‘I’m going to Pitcairn for a day or two,’ Marion told Fergus, when he came home on the evening of the day this was decided. She had not seen him since he had left her in bed at eight o’clock.
‘What for?’
‘Dad has sprained his ankle.’
‘Ah.’
Marion was putting knives and forks on the table for their evening meal.
‘Is it ready?’ he asked. ‘Will I shout for the kids?’
‘In a minute.’ She turned to the cooker and tested the potatoes. ‘Two minutes.’
‘I’ll get changed then.’ But as he reached the door, she called him back. He had known there was more. He watched her sit down at the table, slowly, as if something hurt.
‘Eleanor says David’s refusing to have anything to do with Alice’s house or her money.’
‘Is that what the visit’s about? I doubt there’s anything you can do.’
‘Well, the three of us are going down. Eleanor and David and me.’
‘You’re the mediators, you and Eleanor?’
‘You’re laughing at me.’
‘No, indeed.’ He sat down opposite her. ‘You’ve enough to cope with. And David should be resting.’
‘I know, but …’
‘It’s been a shock, this business. You need a bit of time to adjust to it.’
Marion nodded. ‘Yes, we do. But in a strange way, it’s not so bad for me. I don’t mind as much as Eleanor does. I even feel warmer towards David, because of it. You know, I think I need something to focus on that’s nothing to do with cancer, with my own body.’
‘Well, as long as you take care. Don’t go overdoing things. Eleanor will be driving?’
‘She’ll have to.’
‘Good.’
They sat in silence for a moment, then he patted her folded hands. ‘Not long now.’
‘No, not long now.’
But they knew this was not true. Not long till the scan, the result, not much longer till the next treatment, or, with luck, the next scan, the next good result. Longer till the one after. Time stretched out, like a road hidden by darkness, with many turnings.
‘The potatoes must be done,’ she said. ‘Give the kids a shout, before you get changed.’
The same evening, Eleanor went in to tell Gavin what was happening.
‘How long will you be away?’
‘Two days, not more.’
‘Right.’
‘Gavin.’
‘It’s OK. You’ve got family stuff to sort out.’
‘Yes.

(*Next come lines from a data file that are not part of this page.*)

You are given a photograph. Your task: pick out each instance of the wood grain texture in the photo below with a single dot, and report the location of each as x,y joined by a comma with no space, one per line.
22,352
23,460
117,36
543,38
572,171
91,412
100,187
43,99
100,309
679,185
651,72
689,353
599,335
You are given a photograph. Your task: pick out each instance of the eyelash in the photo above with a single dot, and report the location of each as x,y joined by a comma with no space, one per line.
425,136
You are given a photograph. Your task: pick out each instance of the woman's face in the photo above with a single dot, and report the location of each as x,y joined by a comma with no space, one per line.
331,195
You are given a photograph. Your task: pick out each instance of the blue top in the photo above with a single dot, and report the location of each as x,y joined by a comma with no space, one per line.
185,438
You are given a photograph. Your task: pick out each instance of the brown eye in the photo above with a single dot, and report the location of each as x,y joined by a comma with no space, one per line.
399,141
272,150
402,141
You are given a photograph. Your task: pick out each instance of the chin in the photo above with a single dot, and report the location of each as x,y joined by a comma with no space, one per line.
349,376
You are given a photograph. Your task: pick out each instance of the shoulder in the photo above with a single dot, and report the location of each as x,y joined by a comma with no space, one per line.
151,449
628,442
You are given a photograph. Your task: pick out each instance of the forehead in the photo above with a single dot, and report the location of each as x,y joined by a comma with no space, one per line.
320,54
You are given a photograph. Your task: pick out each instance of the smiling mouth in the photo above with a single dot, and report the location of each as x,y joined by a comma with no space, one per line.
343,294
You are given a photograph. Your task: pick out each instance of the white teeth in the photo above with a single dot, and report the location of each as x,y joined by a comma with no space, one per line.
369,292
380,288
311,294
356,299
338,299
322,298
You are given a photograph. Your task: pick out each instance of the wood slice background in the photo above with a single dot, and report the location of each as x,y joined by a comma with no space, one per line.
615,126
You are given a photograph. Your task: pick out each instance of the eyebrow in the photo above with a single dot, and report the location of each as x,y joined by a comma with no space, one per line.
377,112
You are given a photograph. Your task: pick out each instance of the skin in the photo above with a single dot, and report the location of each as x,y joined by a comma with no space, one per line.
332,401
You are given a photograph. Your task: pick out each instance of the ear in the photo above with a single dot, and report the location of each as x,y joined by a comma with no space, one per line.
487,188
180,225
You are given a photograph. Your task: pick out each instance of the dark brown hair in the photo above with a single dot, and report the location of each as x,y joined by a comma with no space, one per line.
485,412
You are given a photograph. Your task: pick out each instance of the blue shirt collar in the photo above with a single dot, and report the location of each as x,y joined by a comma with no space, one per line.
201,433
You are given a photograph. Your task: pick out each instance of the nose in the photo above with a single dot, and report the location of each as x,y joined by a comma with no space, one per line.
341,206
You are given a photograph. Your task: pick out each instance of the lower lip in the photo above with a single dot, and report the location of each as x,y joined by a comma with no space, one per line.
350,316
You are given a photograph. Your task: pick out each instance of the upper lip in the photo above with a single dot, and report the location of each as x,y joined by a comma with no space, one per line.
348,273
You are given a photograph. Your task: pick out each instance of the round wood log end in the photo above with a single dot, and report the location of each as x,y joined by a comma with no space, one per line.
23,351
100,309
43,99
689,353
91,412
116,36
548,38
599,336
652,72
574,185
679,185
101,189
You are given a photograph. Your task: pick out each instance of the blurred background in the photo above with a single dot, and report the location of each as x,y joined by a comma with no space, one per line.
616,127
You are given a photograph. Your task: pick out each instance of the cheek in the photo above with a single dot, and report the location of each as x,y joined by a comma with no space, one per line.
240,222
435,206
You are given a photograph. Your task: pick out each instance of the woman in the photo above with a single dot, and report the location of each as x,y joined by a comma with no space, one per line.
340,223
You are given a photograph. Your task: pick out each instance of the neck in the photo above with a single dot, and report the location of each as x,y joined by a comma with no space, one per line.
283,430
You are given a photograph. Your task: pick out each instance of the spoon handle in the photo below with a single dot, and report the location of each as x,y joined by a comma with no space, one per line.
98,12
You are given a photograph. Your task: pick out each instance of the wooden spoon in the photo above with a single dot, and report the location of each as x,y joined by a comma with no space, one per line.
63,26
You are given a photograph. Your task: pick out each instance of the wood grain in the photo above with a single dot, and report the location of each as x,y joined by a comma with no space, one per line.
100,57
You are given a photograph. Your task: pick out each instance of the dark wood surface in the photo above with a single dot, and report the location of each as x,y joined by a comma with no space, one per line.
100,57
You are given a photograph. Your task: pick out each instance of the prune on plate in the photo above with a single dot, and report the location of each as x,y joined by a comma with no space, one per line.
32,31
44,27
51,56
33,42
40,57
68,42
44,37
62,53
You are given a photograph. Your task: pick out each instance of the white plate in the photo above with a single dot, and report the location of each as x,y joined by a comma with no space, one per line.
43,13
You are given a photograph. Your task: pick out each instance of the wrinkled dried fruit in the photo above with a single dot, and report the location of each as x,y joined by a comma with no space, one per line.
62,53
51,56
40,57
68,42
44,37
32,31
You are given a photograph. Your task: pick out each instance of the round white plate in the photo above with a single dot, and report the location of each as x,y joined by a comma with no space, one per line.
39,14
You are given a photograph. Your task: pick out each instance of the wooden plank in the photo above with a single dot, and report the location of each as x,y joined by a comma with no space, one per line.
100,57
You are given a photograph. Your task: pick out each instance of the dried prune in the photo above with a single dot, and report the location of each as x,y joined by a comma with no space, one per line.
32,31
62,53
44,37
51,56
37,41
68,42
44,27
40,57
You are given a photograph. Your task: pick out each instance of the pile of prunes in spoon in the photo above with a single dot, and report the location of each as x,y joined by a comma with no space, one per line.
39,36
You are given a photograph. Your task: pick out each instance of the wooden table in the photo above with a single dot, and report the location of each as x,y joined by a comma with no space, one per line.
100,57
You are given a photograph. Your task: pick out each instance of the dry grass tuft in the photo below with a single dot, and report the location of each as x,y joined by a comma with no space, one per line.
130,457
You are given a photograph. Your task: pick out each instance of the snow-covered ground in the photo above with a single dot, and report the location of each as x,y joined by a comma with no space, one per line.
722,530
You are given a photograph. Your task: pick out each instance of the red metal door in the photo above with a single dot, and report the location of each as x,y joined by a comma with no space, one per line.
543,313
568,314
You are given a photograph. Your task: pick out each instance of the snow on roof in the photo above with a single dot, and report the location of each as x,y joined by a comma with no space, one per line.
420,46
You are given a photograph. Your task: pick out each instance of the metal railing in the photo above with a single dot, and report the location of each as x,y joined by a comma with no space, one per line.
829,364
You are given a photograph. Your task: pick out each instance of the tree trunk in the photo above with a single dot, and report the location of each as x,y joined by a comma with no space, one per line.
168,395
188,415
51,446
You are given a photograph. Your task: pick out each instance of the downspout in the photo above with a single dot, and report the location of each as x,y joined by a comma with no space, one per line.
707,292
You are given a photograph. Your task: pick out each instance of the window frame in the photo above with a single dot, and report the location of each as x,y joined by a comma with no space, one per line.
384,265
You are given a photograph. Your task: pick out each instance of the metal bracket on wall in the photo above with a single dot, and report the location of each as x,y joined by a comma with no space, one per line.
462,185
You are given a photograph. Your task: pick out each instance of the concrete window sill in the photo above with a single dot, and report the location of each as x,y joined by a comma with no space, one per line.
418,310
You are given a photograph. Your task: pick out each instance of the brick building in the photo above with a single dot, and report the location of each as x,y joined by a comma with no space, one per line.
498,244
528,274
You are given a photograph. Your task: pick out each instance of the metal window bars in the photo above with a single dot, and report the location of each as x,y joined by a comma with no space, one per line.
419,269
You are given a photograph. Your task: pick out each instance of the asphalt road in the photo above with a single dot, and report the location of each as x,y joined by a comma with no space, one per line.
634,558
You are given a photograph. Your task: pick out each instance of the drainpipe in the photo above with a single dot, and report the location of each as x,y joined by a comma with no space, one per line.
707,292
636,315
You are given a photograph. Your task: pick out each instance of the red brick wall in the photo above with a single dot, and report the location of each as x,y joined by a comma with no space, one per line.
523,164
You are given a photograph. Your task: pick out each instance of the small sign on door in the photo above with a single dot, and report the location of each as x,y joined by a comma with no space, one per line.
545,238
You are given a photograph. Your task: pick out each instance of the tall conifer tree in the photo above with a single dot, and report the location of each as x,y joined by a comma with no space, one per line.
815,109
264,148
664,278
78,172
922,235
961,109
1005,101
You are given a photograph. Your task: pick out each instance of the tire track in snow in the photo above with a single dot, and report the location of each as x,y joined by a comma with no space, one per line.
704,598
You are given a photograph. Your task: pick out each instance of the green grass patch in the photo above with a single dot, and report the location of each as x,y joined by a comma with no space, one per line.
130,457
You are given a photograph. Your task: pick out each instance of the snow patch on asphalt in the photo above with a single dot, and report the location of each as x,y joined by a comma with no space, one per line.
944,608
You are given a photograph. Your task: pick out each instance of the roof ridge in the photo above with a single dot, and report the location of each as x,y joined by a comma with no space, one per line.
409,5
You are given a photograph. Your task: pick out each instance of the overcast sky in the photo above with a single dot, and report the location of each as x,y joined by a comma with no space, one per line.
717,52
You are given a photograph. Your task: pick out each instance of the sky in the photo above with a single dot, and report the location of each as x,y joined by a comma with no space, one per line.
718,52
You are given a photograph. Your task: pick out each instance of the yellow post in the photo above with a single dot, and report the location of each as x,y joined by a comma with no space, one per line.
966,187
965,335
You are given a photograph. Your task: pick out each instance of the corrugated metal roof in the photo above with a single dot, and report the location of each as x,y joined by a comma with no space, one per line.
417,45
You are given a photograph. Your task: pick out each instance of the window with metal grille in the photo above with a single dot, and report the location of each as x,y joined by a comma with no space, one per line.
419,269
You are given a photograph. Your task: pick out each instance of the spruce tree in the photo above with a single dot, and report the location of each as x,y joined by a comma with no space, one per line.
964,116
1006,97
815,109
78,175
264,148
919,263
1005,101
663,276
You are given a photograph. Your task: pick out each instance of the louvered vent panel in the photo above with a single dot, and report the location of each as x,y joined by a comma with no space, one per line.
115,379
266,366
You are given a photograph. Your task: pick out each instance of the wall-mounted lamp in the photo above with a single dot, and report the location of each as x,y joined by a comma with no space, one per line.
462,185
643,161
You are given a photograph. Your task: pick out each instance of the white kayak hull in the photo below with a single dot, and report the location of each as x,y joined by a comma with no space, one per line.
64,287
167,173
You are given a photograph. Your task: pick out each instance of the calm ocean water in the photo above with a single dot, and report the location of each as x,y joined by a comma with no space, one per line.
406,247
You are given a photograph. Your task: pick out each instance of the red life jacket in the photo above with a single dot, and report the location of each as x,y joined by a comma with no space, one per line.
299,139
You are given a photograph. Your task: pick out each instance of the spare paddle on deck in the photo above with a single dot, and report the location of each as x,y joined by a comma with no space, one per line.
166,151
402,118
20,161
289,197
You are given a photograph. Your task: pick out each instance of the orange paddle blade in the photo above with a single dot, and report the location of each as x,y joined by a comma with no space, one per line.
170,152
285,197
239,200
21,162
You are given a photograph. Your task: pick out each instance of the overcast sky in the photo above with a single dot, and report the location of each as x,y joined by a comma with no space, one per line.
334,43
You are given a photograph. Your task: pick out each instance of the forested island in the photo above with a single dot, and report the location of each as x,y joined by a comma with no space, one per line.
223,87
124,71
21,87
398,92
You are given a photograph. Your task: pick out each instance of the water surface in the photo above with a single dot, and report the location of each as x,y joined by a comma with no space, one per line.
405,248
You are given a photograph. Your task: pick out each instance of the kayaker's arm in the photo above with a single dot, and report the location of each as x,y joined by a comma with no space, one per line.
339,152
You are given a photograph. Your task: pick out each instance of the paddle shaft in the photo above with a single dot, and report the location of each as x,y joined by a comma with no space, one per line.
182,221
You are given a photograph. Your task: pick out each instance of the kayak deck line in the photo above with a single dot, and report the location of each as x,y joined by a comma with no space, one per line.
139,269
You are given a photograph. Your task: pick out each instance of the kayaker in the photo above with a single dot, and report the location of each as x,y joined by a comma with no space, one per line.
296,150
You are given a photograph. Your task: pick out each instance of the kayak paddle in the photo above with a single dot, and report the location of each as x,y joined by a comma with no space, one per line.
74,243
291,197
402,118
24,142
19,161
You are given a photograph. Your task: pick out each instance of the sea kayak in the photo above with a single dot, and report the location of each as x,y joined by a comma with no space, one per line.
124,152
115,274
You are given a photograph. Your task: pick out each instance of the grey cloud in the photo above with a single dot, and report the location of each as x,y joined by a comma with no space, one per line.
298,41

Look, it’s best kept till I get back, but we do need to talk properly, don’t we?’
‘Sure, if you want to.’ He smiled at her, untroubled, friendly.
‘Gavin?’
‘Mm?’ He leaned back in his chair, watching her. Eleanor stood awkwardly in the middle of the room. She wanted to ask what she had never asked before, with him. There had never been any need, of course. But he seemed more distant now, separated from her by all the things that had stood in the way when she first met him: his past and hers, different lives. I want him dose again. She did not know the words to use. ‘Could we … before I go home … could we go to bed?’ He laughed. ‘God, from your expression, I thought you were about to ask something really impossible!’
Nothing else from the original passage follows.